2. Der Höhe nach ist der Anspruch aus §§ 812, 138 BGB auf 216253,71 DM begrenzt. Zug um Zug gegen Rückzahlung haben die Kl. das Sondereigentum an der Wohnung nebst Keller samt den Miteigentumsanteilen am Grundstück lastenfrei um die in Abt. III lfd. Nrn. 4 bis 5 eingetragenen Grundpfandrechte zurück zu gewähren. Demgegenüber brauchen die Kl. die in Abt. III lfd. Nr. 6 zu Gunsten der Wohnungseigentümergemeinschaft wegen des Wohngeldes eingetragene Sicherungshypothek über 18948,28 DM deshalb nicht zu beseitigen, weil sie im Wege des Schadensersatzes Freistellung bezüglich des Wohngeldrückstandes von dem Bekl. verlangen können (s. u. C).
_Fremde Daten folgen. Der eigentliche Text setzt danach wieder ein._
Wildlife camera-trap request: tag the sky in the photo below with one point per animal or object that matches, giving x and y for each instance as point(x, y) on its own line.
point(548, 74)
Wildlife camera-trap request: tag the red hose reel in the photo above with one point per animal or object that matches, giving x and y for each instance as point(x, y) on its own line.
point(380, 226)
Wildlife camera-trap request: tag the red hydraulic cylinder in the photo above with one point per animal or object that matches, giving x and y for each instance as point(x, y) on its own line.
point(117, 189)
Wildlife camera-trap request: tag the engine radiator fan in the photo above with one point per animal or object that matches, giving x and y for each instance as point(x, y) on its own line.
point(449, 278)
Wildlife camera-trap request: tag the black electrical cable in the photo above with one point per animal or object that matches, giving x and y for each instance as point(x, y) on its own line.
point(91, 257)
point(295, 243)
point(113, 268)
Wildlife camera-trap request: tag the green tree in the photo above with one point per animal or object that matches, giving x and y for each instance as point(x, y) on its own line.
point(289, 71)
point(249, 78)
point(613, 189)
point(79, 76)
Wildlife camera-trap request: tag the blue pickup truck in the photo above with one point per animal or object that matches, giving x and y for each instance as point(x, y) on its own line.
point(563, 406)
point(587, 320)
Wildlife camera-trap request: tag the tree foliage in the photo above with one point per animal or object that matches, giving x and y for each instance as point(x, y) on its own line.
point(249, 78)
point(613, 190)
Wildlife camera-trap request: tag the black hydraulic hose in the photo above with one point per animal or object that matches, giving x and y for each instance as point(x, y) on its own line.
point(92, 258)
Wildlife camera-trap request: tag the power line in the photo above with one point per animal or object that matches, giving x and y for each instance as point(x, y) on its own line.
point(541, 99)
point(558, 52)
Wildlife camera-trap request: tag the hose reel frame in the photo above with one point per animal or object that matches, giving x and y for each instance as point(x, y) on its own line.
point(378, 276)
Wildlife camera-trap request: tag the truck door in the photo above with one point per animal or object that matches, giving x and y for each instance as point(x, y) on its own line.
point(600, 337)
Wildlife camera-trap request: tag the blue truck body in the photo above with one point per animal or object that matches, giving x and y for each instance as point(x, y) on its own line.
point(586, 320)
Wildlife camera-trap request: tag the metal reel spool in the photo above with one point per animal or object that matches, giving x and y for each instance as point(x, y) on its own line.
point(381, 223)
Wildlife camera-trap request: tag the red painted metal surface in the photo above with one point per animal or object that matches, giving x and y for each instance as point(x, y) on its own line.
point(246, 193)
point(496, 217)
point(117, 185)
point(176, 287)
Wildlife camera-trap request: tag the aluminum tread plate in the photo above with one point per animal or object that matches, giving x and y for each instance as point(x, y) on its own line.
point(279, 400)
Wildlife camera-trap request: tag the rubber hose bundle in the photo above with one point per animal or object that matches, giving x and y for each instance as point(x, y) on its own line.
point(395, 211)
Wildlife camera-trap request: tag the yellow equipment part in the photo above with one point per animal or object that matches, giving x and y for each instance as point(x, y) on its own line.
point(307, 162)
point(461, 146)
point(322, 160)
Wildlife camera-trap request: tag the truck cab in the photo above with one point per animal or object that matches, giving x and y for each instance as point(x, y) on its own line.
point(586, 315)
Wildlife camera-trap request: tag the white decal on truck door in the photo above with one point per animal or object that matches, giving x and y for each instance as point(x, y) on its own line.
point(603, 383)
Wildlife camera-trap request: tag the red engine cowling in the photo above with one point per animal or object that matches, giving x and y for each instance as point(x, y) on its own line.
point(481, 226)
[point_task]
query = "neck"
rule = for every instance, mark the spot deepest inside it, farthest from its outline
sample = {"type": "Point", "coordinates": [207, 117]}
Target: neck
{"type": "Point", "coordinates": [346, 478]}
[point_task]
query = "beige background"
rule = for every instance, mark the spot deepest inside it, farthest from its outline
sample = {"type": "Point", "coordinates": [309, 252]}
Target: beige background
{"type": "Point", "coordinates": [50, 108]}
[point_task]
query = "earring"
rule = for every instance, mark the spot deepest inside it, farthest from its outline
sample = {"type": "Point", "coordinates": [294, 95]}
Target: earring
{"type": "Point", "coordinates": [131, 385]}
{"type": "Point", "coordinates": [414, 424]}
Die Kl. haben mit ihrer Anschlussberufung ihren Zug-um-Zug-Antrag in einem anderen Punkt umgestellt: da ihnen ein Stellplatz nicht verkauft wurde, beantragen sie zu Recht, die vom LG insoweit ausgesprochene Rückgewährpflicht entfallen zu lassen.

Der Bekl. hat Gegenansprüche aus Wohnnutzungsvorteilen. Da angesichts des Vorliegens von § 138 BGB nicht die Saldotheorie gilt, findet keine automatische Ermittlung des Bereicherungsüberschusses statt (BGH, NJW 2001, 1127). Der Bekl. hat aber mit Ansprüchen auf Erstattung von Wohnnutzungsvorteilen bereits in erster Instanz die Aufrechnung erklärt. In Wahrheit handelt es sich um die Anrechnung von Vorteilen; abgesehen davon, dass der Anspruch der Kl. nicht nur aus unerlaubter Handlung, sondern auch aus § 812 BGB folgt, steht § 393 BGB dieser Anrechnung im Wege des Vorteilsausgleichs nicht entgegen (Palandt/Heinrichs, BGB, 60. Aufl. § 393 Rdnr. 2). Der vom LG in seinem Urteil bis 23. 2. 2000 ermittelte Betrag von 23746,29 DM - ausgehend von einem durch das Gutachten des Gutachterausschusses ermittelten Mietwert von 682,50 DM monatlich - ist in der Berufungsinstanz weder angegriffen noch erweitert worden. Da die Kl. angegeben hat, die Wohnung werde durch sie und ihren Mann nicht mehr genutzt, vermochte der Senat auch aus dem Ergebnis der mündlichen Verhandlung keine weitere Nutzungsvorteilsberechnung vornehmen.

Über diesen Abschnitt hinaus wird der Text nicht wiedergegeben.